Unexpected behavior of Threading.join() - Code between calls to Threading.join()-CodePudding

Does the order of the Threading.join()s in the source code GUARANTEE the order of execution of the threads OR IS IT SIMPLY to ensure that the main thread finishes UNTIL ALL THREADS FINISH?

import threading, time

class myThread(threading.Thread):
    def __init__(self, threadID, name, duerme):
        super(myThread, self).__init__()
        self.threadID = threadID
        self.name = name
        self.duerme = duerme

    def run(self):
        print("run()", self.name)
        time.sleep(self.duerme)
        print("%s termino " % self.name)


thread1 = myThread(1, "Thread-1", 20)
thread2 = myThread(2, "Thread-2", 12)
thread3 = myThread(3, "Thread-3", 6)

thread2.start()
thread1.start()
thread3.start()

thread3.join()
thread1.join()
thread2.join()

print("termino el hilo principal")

output:

run() Thread-2
run() Thread-1
run() Thread-3
Thread-3 termino
Thread-2 termino
Thread-1 termino
termino el hilo principal

If so, Can I see it as a "hook" (telling me that the code below the join()s is sure to be executed AFTER THREADS END ) that simply tells me when threads end?
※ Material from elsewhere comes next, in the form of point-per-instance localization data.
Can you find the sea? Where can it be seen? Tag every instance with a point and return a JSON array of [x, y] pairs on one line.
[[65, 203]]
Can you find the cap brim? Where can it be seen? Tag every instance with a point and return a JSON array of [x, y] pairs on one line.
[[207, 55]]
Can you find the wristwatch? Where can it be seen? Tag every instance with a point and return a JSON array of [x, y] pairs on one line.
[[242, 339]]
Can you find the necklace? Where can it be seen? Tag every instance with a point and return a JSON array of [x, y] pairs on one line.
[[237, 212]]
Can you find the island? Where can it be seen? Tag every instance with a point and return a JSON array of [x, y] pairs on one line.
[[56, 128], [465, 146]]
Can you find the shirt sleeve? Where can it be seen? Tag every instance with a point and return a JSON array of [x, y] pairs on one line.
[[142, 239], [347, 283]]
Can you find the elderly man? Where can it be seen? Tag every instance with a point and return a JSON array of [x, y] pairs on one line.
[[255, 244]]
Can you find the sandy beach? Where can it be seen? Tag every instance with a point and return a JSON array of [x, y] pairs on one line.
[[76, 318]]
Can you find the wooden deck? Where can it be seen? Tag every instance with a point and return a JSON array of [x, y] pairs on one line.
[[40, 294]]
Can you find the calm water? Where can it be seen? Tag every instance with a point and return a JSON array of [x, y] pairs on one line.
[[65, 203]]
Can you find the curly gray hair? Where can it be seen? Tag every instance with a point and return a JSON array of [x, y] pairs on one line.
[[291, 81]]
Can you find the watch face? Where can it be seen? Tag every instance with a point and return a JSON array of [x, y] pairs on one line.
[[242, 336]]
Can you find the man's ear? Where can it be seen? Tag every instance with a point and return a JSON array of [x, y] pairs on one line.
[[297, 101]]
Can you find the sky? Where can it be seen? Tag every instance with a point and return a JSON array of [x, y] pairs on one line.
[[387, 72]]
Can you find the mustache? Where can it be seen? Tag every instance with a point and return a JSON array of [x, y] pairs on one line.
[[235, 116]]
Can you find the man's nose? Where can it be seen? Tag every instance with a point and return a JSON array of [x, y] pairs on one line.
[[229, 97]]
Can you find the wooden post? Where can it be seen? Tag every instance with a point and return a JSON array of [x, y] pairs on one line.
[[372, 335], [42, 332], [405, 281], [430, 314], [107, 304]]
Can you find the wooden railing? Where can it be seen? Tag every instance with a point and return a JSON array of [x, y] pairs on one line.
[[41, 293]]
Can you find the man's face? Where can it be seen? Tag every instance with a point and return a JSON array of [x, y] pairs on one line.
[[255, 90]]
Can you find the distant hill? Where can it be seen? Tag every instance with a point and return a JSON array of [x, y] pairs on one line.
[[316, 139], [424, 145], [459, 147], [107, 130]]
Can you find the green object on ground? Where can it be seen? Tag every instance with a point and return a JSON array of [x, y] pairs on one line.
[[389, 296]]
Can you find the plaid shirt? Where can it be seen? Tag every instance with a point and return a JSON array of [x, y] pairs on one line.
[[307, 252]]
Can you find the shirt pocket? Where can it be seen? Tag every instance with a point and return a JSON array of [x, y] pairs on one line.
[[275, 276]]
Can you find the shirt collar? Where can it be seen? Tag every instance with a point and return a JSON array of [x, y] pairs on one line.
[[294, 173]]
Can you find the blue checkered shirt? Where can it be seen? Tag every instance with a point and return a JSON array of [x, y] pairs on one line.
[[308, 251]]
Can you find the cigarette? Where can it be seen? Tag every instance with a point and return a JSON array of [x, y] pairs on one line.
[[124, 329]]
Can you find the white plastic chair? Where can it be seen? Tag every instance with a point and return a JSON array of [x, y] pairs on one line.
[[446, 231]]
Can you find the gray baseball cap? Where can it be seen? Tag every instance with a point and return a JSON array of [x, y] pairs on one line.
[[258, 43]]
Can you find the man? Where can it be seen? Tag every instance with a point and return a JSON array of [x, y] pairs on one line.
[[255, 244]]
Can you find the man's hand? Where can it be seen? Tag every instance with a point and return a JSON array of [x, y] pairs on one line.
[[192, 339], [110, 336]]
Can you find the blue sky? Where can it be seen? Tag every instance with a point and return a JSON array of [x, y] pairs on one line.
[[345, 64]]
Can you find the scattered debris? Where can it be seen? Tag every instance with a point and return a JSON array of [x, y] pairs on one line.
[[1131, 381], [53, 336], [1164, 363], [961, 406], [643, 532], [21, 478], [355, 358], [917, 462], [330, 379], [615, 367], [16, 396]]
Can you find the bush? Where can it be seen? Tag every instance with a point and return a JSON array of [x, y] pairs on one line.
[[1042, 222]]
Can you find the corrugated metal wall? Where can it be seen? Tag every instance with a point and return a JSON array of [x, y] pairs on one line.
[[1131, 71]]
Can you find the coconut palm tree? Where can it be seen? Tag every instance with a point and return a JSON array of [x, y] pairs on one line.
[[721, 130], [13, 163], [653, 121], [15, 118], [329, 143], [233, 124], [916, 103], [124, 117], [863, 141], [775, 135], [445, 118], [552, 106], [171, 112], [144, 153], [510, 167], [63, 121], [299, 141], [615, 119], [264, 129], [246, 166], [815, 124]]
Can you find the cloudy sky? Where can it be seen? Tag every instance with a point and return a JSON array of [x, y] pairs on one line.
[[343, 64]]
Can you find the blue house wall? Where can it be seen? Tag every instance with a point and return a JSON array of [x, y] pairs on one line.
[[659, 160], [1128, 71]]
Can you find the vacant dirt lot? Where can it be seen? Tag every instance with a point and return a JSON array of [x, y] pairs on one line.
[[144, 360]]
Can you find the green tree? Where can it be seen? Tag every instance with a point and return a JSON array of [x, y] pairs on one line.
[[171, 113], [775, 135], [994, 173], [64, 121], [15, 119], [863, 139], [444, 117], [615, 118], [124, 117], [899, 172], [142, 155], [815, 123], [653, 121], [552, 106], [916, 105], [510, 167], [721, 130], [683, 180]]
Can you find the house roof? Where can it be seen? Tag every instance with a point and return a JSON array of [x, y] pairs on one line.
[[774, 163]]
If I put code between join()s (I change the last part):

thread3.join()
print("debajo del thread3")
thread1.join()
print("debajo del thread1")
thread2.join()
print("debajo del thread2")

print("termino el hilo principal")

I get this:

run() Thread-2
run() Thread-1
run() Thread-3
Thread-3 termino
debajo del thread3
Thread-2 termino
Thread-1 termino
debajo del thread1
debajo del thread2
termino el hilo principal

it is as if the phrase "debajo del thread2" WAS waiting for thread1.

Expected output:

run() Thread-2
run() Thread-1
run() Thread-3
Thread-3 termino
debajo del thread3
Thread-2 termino
debajo del thread2
Thread-1 termino
debajo del thread1
termino el hilo principal

CodePudding user response：

Does the order of the Threading.join()s in the source code GUARANTEE the order of execution of the threads

Which threads are you asking about? If you are asking about order of execution of thread1, thread2, and thread3, then then answer is, absolutely NOT. When you call t.join() it does not do anything at all to thread t. IMO, the best way to think of join is, it does nothing, and it keeps doing nothing until thread t has finished, and then it returns.

OTOH, if you are asking about your main thread, then yes, when your main thread calls threadN.join(), then your main thread will be "blocked" until threadN is finished.

...order of execution of the threads...

Your thread1, thread2, and thread3 are completely unsynchronized. They run concurrently.* "Concurrency" means there are no guarantees about which thread does what, when unless they do something that explicitly synchronizes them.

An example of explicit synchronization would be if one thread releases a mutex that some other thread is waiting for. The thread that is waiting for the mutex is guaranteed not to proceed until the first thread releases it.

Another example of something that synchronizes threads is join. When thread A joins thread B, then thread A is guaranteed not to proceed until after thread B has ended.

* Doing things concurrently is the entire point of using threads. If you don't want concurrency, then don't use threads.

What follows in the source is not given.